Los ojos de Zavian se cerraron por un momento y sus hombros se hundieron bajo el peso de su culpa.
—Estaré bien —susurró Emmeline—. Por los dos.
Abrió los ojos y le acarició la mano con el pulgar. —¿Llamaste a Minnie o quieres que lo haga yo?
—¿Puedes hacerlo tú? —preguntó Emmeline, entregándole su teléfono.
Zavian asintió, sacando su teléfono del bolsillo. Mientras escribía un mensaje, la miró y su expresión se suavizó. No quería recordarle lo que había pasado, no ahora. Ya había sufrido bastante.
El teléfono vibró en su mano un minuto más tarde, apartando su atención de Emmeline. Miró la pantalla y luego se volvió de nuevo hacia Emmeline.
—Está de camino a casa —anunció Zavian mientras su pulgar rozaba el dorso de su mano con un ritmo tranquilizador.
El silencioso consuelo que él le ofrecía fue suficiente para evitar que volviera a caer en una espiral. Pero el momento fue interrumpido por el sonido de pasos apresurados y una voz familiar que resonó por toda la casa.
—¡Emmeline!
La voz de Minnie denotaba urgencia. Debió de darse cuenta de que la puerta estaba abierta y entró corriendo.
Zavian se irguió en toda su estatura. La calidez que lo había rodeado momentos antes se desvaneció en un instante, reemplazada por un vacío frío y distante en el momento en que Minnie corrió hacia Emmeline.
—Vine tan rápido como pude después de recibir tu mensaje —las palabras de Minnie salieron atropelladamente—. Taehyung va a llevar a los niños a casa de su madre y se unirá a nosotros pronto.
Se dejó caer en el sofá junto a Emmeline. Sus cálidas manos buscaron inmediatamente el rostro de su amiga, rozando la delicada herida en la mejilla de Emmeline, y su expresión se ensombreció por la preocupación.
—Esto te va a dejar un moratón —murmuró con rabia—. Pensé que había dejado de hacerte daño después de la última vez.
Su mirada se encontró con la de Emmeline, llena de compasión y preguntas no formuladas.
—Solo te estabas defendiendo —añadió Minnie con firmeza—. Si le hubieras dejado seguir, estarías peor que él ahora mismo.
Las palabras tocaron una fibra sensible en Emmeline. Sus labios temblaron y una nueva oleada de lágrimas brotó.
Se arrojó al regazo de Minnie sin pensar, ahogando sus sollozos en el pecho de su amiga.
Ser percibida como una víctima en lugar de una agresora parece más aceptable en la sociedad actual. Esto plantea una pregunta preocupante: ¿qué pasará si nadie me cree? Se aferró a Minnie como a un salvavidas.

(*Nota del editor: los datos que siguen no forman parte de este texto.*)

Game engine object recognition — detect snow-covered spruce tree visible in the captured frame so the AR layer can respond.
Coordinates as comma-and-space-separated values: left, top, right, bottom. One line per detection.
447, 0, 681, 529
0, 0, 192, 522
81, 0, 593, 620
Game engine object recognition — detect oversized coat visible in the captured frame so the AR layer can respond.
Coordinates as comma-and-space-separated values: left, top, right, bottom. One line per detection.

—No quería hacerle daño. Yo solo…, solo cogí el jarrón. Se puso violento conmigo y supe que no pararía hasta dejarme inconsciente. No estaba pensando con claridad.

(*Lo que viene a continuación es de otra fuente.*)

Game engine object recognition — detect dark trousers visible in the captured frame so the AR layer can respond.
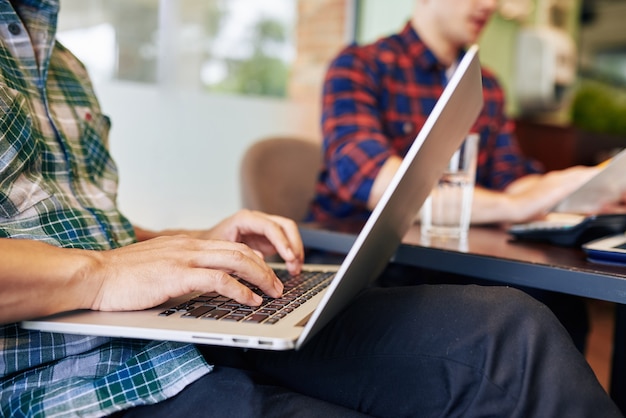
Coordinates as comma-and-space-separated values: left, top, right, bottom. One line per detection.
111, 285, 622, 418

Sus manos volaron a su cabello, tirando de los mechones con ansiosa frustración.
—Respira hondo, Emmeline. Richard se pondrá bien y la ley estará de tu lado. No intentabas hacerle daño, te estabas protegiendo —la voz de Minnie era firme—. Y no estás sola. Tienes al señor Blackthorn.
La mención de su nombre hizo que Emmeline se detuviera.
La extraña pero familiar sensación de seguridad que solo él podía darle regresó, y sus sollozos comenzaron a calmarse.
Levantó la cabeza del pecho de Minnie y se giró para mirar a Zavian, que estaba de pie a unos metros de distancia con las manos hundidas en los bolsillos.
—Si no fuera por él… —la voz de Emmeline se apagó, pero la gratitud en su tono era clara.